Seidl encouraged by Bahrain performance

Lando Norris and Daniel Ricciardo finished fourth and sixth respectively in Bahrain, the lead McLaren taking the flag 46 seconds after race-winner Lewis Hamilton. Seidl declared himself “very happy” with the team’s first race since its switch to Mercedes power.

“The hard work everyone has put in over the winter was paying off,” he said. “It was great to see also in terms of the gap, for example, to Lewis, was only I think around 45 seconds in a race where these guys were proper flat-out. It’s an encouraging sign because it confirms again we made a good step forward with the car and as a team, which is, as I always say, key to get back to the front in some years again and fight for victories.”

However Seidl acknowledged the team faces tougher competition from a reinvigorated Ferrari and, potentially, Honda-powered AlphaTauri.

“A lot of our competitors made some good steps forwards as well.

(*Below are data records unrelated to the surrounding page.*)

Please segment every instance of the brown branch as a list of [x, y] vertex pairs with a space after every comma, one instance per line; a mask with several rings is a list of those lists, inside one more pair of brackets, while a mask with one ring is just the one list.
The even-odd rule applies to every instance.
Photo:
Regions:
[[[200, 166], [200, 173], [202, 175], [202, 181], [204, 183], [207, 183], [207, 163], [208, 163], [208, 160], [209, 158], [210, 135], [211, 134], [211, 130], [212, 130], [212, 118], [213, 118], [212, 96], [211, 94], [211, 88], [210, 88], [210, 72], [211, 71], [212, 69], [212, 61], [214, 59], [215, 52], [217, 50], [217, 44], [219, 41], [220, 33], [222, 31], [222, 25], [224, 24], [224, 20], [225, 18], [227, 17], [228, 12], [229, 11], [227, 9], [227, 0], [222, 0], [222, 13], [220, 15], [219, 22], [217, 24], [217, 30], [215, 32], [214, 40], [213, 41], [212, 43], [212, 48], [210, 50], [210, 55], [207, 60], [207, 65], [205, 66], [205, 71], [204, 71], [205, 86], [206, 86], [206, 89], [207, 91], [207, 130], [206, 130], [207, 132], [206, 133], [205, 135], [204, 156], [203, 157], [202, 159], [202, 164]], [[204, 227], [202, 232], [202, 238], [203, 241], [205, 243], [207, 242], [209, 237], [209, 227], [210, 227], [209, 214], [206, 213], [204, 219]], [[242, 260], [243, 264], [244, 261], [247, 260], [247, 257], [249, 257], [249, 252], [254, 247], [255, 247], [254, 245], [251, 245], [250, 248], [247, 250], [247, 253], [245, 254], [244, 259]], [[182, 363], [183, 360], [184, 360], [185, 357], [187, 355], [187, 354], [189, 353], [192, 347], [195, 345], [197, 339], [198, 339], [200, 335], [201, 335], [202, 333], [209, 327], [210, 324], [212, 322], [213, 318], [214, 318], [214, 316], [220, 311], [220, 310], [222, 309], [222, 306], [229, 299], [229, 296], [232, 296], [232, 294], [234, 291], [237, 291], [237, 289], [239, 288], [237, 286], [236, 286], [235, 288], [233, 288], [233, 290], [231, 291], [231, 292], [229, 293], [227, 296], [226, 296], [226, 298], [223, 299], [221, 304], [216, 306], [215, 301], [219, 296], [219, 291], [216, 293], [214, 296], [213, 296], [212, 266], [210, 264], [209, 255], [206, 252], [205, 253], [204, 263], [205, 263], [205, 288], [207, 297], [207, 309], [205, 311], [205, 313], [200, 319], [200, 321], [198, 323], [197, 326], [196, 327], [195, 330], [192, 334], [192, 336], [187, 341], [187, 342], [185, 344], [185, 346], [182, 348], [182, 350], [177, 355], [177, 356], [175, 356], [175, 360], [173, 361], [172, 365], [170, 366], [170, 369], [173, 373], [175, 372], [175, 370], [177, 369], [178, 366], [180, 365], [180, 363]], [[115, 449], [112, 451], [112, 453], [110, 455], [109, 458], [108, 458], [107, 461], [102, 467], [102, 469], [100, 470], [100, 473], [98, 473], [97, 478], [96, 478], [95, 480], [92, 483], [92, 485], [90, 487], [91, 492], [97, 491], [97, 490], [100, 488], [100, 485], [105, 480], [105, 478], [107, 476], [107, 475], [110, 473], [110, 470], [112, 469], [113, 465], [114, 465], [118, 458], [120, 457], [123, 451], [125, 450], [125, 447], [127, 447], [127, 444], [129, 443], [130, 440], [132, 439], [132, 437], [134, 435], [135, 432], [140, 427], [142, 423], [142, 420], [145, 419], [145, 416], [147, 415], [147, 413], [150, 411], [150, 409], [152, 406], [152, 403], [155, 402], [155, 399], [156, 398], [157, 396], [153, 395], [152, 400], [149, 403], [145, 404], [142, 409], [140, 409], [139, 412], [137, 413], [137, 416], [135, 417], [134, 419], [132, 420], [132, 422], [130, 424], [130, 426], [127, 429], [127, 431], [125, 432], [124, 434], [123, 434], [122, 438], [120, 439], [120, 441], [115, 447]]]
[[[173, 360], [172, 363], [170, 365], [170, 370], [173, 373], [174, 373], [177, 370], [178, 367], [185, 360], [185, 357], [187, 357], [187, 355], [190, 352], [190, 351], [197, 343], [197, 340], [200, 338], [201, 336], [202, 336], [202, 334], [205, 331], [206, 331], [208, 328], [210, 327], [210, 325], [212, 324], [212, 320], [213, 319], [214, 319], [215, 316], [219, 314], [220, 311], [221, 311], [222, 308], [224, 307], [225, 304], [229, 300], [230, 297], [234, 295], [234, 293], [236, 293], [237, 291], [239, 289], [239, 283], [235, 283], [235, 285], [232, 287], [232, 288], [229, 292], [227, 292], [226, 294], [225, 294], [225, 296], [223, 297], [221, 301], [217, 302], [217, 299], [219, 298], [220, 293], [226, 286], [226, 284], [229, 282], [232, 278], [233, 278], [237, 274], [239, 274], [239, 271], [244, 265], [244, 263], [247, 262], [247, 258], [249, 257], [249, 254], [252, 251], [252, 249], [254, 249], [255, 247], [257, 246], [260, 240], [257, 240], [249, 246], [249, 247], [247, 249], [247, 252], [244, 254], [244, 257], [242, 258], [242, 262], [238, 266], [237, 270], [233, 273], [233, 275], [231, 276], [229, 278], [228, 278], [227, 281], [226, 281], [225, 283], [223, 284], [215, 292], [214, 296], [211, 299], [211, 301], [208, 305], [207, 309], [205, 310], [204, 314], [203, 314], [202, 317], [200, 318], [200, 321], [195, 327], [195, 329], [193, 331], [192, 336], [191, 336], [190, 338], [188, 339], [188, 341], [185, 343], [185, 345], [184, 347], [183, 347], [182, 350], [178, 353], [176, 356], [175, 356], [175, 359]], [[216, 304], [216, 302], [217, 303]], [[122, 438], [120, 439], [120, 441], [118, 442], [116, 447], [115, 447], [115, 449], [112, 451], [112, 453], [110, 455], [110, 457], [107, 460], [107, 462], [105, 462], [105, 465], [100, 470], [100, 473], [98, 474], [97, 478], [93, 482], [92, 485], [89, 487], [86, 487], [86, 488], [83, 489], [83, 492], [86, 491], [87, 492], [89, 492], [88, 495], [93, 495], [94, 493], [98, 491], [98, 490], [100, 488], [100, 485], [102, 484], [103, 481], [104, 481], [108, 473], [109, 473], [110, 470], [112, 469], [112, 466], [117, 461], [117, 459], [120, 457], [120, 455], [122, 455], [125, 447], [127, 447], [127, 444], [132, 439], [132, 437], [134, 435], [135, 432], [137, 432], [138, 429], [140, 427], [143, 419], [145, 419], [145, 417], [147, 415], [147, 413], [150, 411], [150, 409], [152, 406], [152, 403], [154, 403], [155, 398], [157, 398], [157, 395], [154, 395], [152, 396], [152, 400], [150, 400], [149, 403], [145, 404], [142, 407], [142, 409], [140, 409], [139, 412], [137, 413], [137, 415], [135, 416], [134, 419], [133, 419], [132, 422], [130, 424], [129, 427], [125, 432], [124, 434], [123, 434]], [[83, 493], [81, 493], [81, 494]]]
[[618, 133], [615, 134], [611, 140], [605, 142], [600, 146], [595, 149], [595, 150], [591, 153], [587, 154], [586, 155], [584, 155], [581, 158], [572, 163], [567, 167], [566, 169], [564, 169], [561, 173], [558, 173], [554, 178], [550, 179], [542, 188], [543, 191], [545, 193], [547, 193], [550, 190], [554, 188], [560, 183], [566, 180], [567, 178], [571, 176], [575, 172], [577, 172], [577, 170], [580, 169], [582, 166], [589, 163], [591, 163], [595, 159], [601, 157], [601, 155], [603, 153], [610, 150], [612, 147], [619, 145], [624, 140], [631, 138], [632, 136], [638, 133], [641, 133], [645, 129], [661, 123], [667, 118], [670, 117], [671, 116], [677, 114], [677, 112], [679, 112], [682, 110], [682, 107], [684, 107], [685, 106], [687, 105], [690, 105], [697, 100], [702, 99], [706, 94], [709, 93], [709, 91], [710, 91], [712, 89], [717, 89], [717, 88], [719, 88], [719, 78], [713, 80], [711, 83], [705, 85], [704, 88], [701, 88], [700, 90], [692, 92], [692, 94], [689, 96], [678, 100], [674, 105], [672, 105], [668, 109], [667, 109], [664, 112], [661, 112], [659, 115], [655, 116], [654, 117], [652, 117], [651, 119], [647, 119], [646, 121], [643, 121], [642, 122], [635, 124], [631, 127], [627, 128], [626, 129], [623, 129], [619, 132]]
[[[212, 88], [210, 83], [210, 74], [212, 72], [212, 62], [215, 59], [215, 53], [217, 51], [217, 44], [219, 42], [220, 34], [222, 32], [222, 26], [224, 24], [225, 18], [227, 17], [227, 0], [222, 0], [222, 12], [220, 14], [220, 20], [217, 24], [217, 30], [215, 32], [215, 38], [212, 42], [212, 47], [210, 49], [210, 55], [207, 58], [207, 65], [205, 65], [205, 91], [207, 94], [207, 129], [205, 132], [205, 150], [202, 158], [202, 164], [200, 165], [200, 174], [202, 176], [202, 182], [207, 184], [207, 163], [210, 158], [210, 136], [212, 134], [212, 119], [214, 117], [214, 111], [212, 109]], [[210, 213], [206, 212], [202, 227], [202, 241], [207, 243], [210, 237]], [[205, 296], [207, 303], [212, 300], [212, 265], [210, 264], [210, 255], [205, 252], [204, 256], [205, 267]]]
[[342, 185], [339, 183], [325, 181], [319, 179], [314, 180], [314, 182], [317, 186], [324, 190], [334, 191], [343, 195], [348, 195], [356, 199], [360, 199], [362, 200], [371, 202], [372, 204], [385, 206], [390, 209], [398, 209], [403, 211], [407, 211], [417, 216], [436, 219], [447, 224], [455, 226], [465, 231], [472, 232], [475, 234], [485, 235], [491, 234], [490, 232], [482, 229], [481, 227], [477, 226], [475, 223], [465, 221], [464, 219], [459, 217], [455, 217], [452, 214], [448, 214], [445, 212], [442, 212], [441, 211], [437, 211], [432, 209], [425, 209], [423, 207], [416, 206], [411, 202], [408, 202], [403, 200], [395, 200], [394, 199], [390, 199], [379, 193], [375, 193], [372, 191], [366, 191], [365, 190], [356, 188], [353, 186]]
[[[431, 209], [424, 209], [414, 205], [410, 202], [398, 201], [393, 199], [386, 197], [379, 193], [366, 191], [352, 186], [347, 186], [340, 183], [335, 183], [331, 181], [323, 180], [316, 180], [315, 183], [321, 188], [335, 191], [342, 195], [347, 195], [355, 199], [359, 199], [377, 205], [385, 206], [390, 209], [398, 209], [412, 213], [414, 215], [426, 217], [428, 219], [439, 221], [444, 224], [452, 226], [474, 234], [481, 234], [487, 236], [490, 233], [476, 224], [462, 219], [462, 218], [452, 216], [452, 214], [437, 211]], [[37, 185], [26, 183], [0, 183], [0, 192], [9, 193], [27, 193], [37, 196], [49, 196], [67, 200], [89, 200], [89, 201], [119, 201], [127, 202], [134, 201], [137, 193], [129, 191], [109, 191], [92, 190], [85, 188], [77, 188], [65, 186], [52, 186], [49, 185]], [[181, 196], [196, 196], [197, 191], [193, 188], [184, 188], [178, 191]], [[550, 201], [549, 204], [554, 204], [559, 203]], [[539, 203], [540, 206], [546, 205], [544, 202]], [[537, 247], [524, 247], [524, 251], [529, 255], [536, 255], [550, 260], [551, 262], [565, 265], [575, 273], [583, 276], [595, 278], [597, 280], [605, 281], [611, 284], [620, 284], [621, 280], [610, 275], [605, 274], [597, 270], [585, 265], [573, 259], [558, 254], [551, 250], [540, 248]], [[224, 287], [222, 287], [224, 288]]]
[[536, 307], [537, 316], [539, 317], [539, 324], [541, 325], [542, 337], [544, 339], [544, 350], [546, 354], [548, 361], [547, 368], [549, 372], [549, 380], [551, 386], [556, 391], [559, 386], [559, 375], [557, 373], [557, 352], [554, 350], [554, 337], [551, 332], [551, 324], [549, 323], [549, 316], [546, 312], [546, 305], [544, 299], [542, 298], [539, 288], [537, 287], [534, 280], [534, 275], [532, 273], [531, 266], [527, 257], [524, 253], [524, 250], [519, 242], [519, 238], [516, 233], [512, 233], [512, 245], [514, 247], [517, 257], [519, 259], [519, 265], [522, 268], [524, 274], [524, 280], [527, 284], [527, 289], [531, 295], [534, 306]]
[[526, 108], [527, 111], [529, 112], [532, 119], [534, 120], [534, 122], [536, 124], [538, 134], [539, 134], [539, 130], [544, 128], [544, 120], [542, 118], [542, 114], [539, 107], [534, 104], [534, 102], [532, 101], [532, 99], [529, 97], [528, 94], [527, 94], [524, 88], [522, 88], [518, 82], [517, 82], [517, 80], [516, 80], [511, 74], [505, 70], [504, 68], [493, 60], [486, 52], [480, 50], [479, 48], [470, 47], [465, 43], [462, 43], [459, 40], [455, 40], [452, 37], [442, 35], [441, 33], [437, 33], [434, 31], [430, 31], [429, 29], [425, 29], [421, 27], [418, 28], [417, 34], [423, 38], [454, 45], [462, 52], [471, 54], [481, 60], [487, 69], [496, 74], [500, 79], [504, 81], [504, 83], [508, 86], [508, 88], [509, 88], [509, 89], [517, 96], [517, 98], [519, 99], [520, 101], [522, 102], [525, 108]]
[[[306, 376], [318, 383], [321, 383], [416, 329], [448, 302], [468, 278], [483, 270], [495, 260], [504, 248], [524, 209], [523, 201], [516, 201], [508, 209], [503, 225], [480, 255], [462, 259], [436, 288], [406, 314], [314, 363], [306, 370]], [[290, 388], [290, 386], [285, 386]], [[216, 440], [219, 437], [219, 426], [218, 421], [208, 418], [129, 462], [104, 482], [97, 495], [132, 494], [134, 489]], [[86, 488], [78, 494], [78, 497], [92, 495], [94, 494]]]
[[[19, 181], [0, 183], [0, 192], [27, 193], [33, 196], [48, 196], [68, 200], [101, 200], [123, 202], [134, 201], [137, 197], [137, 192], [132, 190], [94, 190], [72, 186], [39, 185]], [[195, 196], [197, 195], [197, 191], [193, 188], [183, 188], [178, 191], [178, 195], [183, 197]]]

So it was the expected close battle with Ferrari. AlphaTauri are difficult to judge after Pierre [Gasly] had the issue at the beginning.

“But I’m really happy how our team and drivers pulled it off. Obviously it’s the best possible start we could have had to this new season. And thank you also to our colleagues from Mercedes, they worked so hard over the winter together with us in order to make sure we are ready for the first race and now we have the first race together with this new partnership under under the belt and it just feels good.”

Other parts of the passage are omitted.